Die Szene änderte sich, während ich noch erschreckt dastand und fast verzweifelte. Wieder das Kind am Boden, vor einer Hütte, der von Niamh nicht unähnlich. Von drinnen drangen Stimmen. Die Stimme meiner Mutter. Ich konnte mich gar nicht bewegen, weil ich ihre Stimme hörte. So hatte sie sich angehört. Es war sie. Und ich zitterte, weil ich mich daran erinnerte. Sie stritt mit jemand anderem. Seine Stimme war wie dumpfer Donner, undeutlich, grob, unverständlich. Aber meine Mutter stritt sich heftig mit ihm und schließlich riss jemand die Tür auf und eine Wolke reinster Schwärze floss heraus und verschwand in der Ferne. Meine Mutter kam heraus, straffte einmal ihre Gestalt und ging dann zu meinem Kind-Ich. Ich konnte ihre Züge nicht erkennen, es war zu verschwommen, aber sie hatte rotes Haar, wie ich, und helle Haut. Und sie lächelte, als sie mich sah und hochnahm und mich küsste. Sie küsste mich! Mir flossen Tränen, die ich nicht zurückhalten konnte, über die Wangen, und ich wollte sie so sehr berühren, aber ich traute mich nicht, aus Angst, sie würde wieder zerfließen wie Nebel.

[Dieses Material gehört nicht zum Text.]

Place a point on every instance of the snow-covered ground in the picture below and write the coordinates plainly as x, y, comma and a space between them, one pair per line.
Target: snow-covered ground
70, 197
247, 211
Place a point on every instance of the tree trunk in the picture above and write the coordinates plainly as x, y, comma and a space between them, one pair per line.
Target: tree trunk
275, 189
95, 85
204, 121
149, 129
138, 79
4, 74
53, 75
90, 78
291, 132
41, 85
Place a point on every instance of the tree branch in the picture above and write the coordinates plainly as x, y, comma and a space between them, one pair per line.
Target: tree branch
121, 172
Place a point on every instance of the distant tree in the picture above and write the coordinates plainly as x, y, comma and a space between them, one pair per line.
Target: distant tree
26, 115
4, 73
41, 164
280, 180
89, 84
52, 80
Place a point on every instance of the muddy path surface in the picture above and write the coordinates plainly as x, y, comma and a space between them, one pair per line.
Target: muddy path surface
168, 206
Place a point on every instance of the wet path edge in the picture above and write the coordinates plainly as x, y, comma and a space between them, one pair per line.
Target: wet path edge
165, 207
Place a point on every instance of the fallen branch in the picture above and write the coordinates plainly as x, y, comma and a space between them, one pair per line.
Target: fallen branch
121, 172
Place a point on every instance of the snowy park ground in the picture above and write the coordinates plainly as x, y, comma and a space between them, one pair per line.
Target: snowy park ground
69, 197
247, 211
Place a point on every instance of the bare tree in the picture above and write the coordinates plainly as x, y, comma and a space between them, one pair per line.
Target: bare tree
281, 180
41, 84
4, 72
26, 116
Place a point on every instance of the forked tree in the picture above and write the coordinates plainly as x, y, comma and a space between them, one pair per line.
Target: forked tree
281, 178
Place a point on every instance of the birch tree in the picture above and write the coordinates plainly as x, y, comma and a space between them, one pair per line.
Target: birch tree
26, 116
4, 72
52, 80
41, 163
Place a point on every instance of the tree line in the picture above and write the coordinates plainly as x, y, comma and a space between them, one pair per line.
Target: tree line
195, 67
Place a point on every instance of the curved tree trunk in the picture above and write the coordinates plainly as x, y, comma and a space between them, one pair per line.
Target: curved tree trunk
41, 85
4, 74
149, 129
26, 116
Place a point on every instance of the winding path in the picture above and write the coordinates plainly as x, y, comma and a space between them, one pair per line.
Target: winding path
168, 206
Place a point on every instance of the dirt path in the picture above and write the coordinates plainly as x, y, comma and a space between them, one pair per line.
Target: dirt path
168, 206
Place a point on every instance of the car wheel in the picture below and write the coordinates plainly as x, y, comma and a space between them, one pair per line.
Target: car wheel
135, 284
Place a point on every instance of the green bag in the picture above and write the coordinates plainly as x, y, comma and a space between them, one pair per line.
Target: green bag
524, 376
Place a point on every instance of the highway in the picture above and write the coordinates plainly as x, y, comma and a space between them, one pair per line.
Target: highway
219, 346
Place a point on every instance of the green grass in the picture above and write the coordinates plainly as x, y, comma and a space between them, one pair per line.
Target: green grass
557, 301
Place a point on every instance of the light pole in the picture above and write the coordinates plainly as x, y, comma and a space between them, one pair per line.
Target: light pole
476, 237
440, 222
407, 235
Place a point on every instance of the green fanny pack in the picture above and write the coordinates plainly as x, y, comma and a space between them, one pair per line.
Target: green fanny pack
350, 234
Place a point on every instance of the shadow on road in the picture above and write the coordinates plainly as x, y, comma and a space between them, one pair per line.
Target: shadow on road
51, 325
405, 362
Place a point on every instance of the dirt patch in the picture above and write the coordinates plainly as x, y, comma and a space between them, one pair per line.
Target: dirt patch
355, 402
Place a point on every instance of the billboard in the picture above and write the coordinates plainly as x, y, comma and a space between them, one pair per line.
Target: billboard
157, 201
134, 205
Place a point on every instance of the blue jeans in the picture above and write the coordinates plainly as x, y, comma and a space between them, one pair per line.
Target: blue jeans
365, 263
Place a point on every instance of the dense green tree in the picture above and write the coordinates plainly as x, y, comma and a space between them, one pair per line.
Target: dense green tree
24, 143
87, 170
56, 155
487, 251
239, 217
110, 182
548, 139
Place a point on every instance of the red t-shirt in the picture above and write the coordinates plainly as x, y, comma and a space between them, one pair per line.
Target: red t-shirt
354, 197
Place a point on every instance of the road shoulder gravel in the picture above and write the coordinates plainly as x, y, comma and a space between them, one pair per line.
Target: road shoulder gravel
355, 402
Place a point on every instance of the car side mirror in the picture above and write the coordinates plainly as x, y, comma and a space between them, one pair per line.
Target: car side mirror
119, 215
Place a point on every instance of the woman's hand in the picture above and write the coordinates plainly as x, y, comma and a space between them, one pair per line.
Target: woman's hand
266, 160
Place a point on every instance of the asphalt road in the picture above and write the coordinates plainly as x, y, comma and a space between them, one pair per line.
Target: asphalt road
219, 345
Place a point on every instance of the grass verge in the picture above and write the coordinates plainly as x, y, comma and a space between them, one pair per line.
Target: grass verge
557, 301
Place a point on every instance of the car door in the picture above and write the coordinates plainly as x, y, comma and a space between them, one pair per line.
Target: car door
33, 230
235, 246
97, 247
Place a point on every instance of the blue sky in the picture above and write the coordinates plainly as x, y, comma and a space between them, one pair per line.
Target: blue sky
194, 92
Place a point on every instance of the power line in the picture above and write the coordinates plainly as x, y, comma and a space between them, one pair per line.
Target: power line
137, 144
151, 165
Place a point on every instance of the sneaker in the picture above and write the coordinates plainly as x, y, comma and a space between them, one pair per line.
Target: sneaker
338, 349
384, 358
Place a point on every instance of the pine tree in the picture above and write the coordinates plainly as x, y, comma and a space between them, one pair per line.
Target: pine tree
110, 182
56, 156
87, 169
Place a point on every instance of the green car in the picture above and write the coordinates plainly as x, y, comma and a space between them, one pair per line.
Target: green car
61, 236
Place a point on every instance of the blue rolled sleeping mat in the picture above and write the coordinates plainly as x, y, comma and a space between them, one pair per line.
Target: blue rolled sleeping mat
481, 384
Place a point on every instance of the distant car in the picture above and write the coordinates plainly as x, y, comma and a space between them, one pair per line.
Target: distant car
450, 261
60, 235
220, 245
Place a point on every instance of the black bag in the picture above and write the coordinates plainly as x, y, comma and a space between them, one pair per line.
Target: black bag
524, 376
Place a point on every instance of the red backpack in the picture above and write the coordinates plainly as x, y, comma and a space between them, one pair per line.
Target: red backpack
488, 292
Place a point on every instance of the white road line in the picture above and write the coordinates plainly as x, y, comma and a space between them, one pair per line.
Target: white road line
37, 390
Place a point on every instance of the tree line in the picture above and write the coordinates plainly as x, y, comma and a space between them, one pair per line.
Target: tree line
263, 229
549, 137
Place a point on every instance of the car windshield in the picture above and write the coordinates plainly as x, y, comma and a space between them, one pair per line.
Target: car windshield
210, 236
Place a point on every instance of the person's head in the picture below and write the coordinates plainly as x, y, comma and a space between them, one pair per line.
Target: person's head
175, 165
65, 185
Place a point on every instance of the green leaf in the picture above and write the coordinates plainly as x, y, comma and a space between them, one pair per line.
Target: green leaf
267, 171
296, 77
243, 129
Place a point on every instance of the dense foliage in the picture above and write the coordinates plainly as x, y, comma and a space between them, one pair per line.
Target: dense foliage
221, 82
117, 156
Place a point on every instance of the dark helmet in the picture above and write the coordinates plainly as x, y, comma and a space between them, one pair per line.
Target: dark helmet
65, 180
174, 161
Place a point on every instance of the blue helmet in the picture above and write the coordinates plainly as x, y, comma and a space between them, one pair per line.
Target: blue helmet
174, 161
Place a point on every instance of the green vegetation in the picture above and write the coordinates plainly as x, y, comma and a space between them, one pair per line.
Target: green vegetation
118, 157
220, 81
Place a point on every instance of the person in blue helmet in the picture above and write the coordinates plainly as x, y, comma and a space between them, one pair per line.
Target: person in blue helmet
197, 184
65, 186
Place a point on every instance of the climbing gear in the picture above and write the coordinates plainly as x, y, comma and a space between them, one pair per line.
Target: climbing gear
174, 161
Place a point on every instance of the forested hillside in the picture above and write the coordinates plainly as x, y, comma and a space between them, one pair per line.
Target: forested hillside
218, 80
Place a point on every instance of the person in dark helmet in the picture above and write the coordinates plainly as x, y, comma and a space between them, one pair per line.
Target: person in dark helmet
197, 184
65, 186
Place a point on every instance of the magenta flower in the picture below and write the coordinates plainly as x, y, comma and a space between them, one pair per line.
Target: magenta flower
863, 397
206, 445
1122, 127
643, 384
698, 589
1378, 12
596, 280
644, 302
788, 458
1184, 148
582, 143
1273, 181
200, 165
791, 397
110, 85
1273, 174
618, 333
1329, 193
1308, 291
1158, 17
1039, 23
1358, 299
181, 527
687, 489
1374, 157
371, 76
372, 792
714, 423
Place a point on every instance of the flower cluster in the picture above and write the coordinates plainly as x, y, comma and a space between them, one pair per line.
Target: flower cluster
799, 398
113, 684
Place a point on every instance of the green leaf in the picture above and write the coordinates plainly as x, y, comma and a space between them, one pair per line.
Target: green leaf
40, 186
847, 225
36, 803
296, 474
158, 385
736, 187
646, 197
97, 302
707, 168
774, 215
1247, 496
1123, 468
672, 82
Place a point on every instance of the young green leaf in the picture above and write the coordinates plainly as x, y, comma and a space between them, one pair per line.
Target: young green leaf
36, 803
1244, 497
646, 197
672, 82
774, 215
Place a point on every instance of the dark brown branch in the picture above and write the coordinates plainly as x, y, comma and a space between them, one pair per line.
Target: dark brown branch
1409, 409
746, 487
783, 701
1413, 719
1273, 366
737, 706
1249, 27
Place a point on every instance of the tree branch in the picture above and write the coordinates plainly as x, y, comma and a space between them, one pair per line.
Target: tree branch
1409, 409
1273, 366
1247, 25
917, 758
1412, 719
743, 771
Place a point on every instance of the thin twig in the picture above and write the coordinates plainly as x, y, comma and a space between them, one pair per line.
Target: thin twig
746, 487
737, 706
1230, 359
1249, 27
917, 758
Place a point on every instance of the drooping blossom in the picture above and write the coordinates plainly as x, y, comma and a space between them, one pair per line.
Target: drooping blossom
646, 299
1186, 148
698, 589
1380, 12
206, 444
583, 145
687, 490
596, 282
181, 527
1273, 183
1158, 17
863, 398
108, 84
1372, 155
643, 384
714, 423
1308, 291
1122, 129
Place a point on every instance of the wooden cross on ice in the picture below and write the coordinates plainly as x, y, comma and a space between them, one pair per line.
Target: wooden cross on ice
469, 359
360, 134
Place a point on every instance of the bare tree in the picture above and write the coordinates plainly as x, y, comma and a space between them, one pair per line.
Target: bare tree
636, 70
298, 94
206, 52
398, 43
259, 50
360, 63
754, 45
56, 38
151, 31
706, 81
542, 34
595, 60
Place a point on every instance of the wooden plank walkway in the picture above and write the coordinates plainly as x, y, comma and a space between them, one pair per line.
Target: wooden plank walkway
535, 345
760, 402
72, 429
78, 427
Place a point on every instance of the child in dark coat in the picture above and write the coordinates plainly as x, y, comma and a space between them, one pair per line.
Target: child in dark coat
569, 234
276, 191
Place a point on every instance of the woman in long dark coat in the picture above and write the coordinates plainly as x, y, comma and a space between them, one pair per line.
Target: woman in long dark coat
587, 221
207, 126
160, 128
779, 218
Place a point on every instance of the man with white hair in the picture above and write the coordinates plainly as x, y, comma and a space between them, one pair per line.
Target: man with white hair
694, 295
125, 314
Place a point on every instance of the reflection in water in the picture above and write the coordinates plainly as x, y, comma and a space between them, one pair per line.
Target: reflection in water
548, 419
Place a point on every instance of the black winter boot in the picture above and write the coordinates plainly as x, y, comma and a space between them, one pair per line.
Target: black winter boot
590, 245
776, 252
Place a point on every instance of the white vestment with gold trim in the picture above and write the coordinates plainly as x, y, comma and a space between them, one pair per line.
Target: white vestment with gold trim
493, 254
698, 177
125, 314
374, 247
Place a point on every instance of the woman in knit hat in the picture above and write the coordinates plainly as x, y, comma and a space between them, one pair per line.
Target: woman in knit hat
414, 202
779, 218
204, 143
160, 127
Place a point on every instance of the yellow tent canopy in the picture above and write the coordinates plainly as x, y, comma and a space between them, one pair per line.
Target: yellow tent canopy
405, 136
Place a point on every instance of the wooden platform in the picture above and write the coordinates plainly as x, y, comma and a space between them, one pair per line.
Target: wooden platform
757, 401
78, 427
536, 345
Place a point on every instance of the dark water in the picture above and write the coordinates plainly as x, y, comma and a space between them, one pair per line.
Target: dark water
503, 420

“He, mein kleiner Fuchs“, sagte sie sanft, und es zerriss mein Herz, das zu hören. “Wir machen eine Reise. Was hältst du davon? Ja?… JAAA! Ein großes Abenteuer. Du wirst viele neue Leute kennen lernen, und sehr viel lernen, mein kleiner Fuchs. Kämpfen, und reiten, und alles, was du willst.“
Ihre Stimme verblasste immer mehr und ich hörte nicht, was mein Kind-Ich antwortete, aber sie entschwanden, ganz langsam. Ich schritt vor und versuchte wider besseren Wissens, sie festzuhalten. “Nein, geh nicht! Bitte! BITTE!“
Ich wachte auf mit heiserer Stimme und nassen Wangen. War es nur ein Traum gewesen, oder eine Erinnerung? War sie hier? Ich hatte sie gerufen, meine Stimme fühlte sich rau an. Hatte ich mich selbst mit meinem Ruf geweckt? Ich wusste es nicht. Ich wusste gerade gar nichts mehr.